In spring we dust off our outdoor selves and, hopefully, gain new perspective on ourselves. Everything appears differently in the bold light of the season and this illustrates the subjective nature of the act of seeing itself. Take photo albums, for instance. When I look at family picture books, aged and oxidised by the loving ravages of time, I often imagine what my kindred participants who have long left earth were thinking when they captured their illuminated perceptions. In that split-second moment, preceded by a lifetime of priorities and values, experiences and reactions, these people expressed a slice of their whole selves. So much reveals itself by the pressing of a camera’s shutter button (or it’s smartphone equivalent).
We’re all artists of a sort when we’re behind a camera lens, after all, and the paths of real life are traced lovingly through the tubular lenses of our eyes that themselves reflect the thoughtful pathways of our mind. In looking at our studies as a series of snapshots we may discover ways and means that our view of our selves and our lives have evolved along with all those textbooks we’ve absorbed.
On the Land as we Imagine the Land
Woody Gwynn describes a personal process of creative depiction in terms of his landscape paintings of the American Southwest. It’s an almost cartoonishly desolate realm where coyotes bring to mind Wily cartoon characters. But it’s not a timeless realm. Gwynn describes a transformative process of representation that has evolved over the centuries and itself alters as cultures recall their own histories. Images of this old West, says Gwynn, “suggest slow passages, at a walker’s pace, through states of mind and ancient cycles of seasons, perhaps between realms of the living and dead” (Gwynn 151). If we open the lens of our own lives, we find that each moment is measurable, not in terms of the stark Poe-like metronome of a mindless clock mechanism, but as a series of uncertain amblings as we navigate our life’s course. All human existence is reducible, after all, to where our feet take us. And our life paths are but extensions of our mind’s ruminations across countless internal and external landscapes. In our minds we’ve travelled many miles before we’ve taken a step.
We alter the course of our own history by the visions we take of ourselves traversing this path of existence. In the 1800s an artist named Poussin utilized “carefully orchestrated recessional planes” in intricate procession asking us to “follow a single implicit assumption: that landscape is there to be seen and ordered by human will” (Wynn, 153). Lo, but if life were so simple today! These colonial desires, replicated in asinine mind maps cut and pasted out on floors of career and personal planning classrooms of decades past, come to be replaced by more realistic punctuations of life where subtleties and setbacks enter the fold of our representation.
Time and Space and How We See ‘Em
Spring’s not all sunbeams and sundials, after all. Time becomes shorter as the draw of the great outdoors calls us into its arms. “Life is what happens when you’re busy making other plans” famously intoned John Lennon. In the visual realm this finds expression as the 1800s gives way to the modern day where artist depictions of natural wonders such as the Grand Canyon suggest that “the chasm is a grand visual spectacle” (Gwynn 153).

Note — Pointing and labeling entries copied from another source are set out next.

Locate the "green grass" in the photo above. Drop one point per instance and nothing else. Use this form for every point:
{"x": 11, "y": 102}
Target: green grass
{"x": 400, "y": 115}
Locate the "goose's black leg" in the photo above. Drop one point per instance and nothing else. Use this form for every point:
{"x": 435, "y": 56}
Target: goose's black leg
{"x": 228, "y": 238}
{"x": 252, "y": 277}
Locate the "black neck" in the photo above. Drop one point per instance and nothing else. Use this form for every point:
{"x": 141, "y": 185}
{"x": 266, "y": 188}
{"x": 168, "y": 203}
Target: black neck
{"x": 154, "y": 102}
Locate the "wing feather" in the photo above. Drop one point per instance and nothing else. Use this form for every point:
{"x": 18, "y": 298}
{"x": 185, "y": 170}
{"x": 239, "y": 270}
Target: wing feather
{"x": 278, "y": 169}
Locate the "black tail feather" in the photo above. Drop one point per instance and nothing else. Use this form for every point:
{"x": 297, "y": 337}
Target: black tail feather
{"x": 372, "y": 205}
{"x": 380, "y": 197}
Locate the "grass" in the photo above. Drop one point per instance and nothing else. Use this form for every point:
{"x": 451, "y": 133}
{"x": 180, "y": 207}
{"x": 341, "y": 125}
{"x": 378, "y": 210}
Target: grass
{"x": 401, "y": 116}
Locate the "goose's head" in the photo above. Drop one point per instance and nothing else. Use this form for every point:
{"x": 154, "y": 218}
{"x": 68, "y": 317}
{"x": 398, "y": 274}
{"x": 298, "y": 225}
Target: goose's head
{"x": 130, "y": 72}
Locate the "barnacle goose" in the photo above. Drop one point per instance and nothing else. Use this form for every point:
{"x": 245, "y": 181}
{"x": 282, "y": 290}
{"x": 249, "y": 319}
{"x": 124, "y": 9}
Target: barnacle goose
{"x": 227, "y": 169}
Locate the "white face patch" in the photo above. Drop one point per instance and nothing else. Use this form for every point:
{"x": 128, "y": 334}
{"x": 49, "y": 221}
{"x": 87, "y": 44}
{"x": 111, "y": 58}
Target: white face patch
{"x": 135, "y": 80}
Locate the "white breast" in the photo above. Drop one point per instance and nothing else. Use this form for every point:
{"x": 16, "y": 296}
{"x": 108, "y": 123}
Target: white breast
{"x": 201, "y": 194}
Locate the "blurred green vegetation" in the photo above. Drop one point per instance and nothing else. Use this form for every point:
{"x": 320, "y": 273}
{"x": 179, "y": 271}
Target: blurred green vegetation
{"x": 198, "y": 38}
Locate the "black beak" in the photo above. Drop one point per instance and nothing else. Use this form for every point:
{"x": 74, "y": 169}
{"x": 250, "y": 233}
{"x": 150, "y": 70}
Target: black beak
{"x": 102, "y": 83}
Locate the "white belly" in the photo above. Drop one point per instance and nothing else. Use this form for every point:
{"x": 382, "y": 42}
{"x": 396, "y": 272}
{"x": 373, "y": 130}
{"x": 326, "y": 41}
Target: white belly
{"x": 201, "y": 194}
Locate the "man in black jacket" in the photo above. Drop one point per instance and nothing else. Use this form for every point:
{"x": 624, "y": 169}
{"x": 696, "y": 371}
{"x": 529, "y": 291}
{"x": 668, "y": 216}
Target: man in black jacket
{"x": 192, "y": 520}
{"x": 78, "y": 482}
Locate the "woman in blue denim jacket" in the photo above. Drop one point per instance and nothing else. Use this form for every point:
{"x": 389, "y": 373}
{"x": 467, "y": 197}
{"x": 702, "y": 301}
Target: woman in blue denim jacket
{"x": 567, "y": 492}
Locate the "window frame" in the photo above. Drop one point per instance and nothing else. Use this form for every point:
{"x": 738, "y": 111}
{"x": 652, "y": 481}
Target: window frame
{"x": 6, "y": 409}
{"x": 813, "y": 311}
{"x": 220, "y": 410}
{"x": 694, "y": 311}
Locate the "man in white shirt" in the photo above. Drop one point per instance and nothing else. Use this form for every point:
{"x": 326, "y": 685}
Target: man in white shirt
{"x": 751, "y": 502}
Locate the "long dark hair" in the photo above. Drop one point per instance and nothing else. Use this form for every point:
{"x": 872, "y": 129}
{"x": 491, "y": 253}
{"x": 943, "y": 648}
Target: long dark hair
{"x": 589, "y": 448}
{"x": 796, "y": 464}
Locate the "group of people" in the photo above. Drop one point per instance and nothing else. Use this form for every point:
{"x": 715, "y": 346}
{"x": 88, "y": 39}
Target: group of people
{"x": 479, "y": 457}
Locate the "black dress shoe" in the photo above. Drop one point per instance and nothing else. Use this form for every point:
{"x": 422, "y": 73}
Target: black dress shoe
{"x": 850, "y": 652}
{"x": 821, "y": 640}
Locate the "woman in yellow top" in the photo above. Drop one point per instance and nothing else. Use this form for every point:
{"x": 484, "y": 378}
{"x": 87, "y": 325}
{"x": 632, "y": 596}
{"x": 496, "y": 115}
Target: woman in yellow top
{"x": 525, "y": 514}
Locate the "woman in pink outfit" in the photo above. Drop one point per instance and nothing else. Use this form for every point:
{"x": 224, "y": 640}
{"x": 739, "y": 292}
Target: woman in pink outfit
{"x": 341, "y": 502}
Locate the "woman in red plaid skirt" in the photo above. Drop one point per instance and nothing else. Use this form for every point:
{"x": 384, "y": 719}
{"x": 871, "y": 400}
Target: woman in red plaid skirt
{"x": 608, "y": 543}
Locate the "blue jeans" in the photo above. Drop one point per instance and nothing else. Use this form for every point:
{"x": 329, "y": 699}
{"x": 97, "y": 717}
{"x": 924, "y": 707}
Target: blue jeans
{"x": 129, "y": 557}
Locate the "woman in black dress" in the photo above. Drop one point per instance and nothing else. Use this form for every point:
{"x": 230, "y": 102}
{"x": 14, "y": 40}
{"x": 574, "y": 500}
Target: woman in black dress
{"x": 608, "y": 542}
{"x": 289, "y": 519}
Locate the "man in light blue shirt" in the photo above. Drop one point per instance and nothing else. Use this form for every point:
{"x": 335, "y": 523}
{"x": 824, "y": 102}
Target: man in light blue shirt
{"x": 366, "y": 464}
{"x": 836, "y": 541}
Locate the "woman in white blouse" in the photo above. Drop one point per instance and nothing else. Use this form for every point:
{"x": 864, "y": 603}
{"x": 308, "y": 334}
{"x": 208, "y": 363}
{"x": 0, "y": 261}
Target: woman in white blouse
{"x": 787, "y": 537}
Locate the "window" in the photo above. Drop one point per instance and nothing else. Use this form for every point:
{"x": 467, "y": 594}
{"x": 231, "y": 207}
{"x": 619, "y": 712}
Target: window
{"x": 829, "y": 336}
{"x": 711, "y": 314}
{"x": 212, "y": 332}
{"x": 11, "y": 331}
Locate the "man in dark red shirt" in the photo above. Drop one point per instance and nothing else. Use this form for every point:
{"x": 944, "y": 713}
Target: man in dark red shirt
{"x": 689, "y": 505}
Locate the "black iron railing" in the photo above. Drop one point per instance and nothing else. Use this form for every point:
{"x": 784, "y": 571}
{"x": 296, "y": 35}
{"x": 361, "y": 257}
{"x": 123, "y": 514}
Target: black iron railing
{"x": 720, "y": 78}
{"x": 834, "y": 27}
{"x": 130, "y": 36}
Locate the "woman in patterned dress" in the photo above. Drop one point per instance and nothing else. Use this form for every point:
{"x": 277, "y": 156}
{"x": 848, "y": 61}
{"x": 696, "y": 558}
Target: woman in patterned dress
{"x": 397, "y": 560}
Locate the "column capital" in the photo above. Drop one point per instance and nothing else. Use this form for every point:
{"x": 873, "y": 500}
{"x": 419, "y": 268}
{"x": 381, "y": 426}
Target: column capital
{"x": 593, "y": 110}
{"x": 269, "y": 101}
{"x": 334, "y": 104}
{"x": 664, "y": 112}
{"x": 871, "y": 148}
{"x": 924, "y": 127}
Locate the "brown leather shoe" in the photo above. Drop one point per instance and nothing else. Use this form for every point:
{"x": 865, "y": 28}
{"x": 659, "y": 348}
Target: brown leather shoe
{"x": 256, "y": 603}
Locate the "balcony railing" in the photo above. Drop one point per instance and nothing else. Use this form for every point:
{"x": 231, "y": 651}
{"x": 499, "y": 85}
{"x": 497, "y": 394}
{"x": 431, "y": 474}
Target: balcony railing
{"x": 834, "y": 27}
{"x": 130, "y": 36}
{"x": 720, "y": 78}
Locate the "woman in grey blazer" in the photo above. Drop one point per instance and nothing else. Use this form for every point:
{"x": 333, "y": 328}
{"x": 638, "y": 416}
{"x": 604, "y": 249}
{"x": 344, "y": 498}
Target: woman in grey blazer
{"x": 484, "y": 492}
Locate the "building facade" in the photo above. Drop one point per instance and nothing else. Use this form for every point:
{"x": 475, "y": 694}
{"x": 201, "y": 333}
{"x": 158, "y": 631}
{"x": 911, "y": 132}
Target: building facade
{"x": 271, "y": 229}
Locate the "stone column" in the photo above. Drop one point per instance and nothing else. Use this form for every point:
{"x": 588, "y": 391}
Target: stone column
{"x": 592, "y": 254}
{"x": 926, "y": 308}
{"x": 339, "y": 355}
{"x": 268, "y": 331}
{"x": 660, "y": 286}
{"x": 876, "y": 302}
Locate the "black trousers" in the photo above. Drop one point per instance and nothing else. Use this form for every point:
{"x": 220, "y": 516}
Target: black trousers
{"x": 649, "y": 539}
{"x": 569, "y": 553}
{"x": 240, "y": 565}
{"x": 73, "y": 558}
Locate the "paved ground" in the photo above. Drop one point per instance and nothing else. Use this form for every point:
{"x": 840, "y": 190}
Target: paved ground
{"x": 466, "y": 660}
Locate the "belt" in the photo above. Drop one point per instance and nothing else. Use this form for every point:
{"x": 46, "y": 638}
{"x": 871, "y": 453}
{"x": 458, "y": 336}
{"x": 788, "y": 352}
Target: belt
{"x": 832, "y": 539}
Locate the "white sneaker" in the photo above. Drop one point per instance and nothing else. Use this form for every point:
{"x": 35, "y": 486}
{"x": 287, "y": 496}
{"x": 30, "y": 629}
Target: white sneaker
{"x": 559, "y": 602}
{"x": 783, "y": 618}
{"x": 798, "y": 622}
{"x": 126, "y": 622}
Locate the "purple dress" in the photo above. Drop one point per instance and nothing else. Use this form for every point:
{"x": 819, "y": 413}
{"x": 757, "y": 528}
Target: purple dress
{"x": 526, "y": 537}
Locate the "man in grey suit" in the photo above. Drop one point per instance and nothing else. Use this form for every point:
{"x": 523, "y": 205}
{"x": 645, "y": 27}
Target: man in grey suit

Rather than yawning vistas to be mapped, gorges the bottom of which strike sublime fear in the heart of one’s existential fears about mortality and infinity, the great open space of the West came to be seen as beautiful in its own right. Gwynn’s work expresses “a new kind of artistic encounter with nature” that “dispenses with the landscapist’s traditional props for evoking human associations-nostalgia, sentimentality, and the merely picturesque” (Gwynn 155). In modern times the Earth appears as art in itself; likewise, if we step back and look at our educational journey, there’s nothing out of place, per se. Instead of asserting a narrative design, akin to a colonialism of the mind, Gwynn “plays thoughtfully with formal questions-moods of line, textures of surfaces, subtle harmonies of color” and these express some of the deeper sensations of the human experience (Gwynn 153).
Asking ourselves daily how we are feeling in our studies helps to personalize the experience just as does an artist’s living near the landscape s/he paints. Not sure if you feel up to memorizing those key course terms? Maybe paint about it for awhile or take some photos of spring sprouts! If there is one truth truer than all the others at AU it surely is that, if we are to succeed, we have to be enjoying, or at least appreciating, the process. Rome wasn’t built in a day, and certainly not by mindless automatons slaving away with only their future goals in sight; this nose-to-the-grindstone mentality can only burn itself out. At AU, if our mind’s on just our goals, then the material we are presently learning will struggle to find permanent purchase on our minds. Just as the West ceased appearing as an ominous wild to be tamed, our studies can take on a gentler hue as they stimulate our creative instincts. And while I’m not saying we should paint the past in rosy hues, it helps to find a perspective that allows us to see progress even in our failures. Canyons are beautiful even if we don’t bridge every single one.
References
Gwynn, W. (1996). ‘Landscape Painting and the Social Meaning of the Earth’. In Contested Terrain: Myth and Meanings in Southwest Art. Albuquerque: University of New Mexico Press.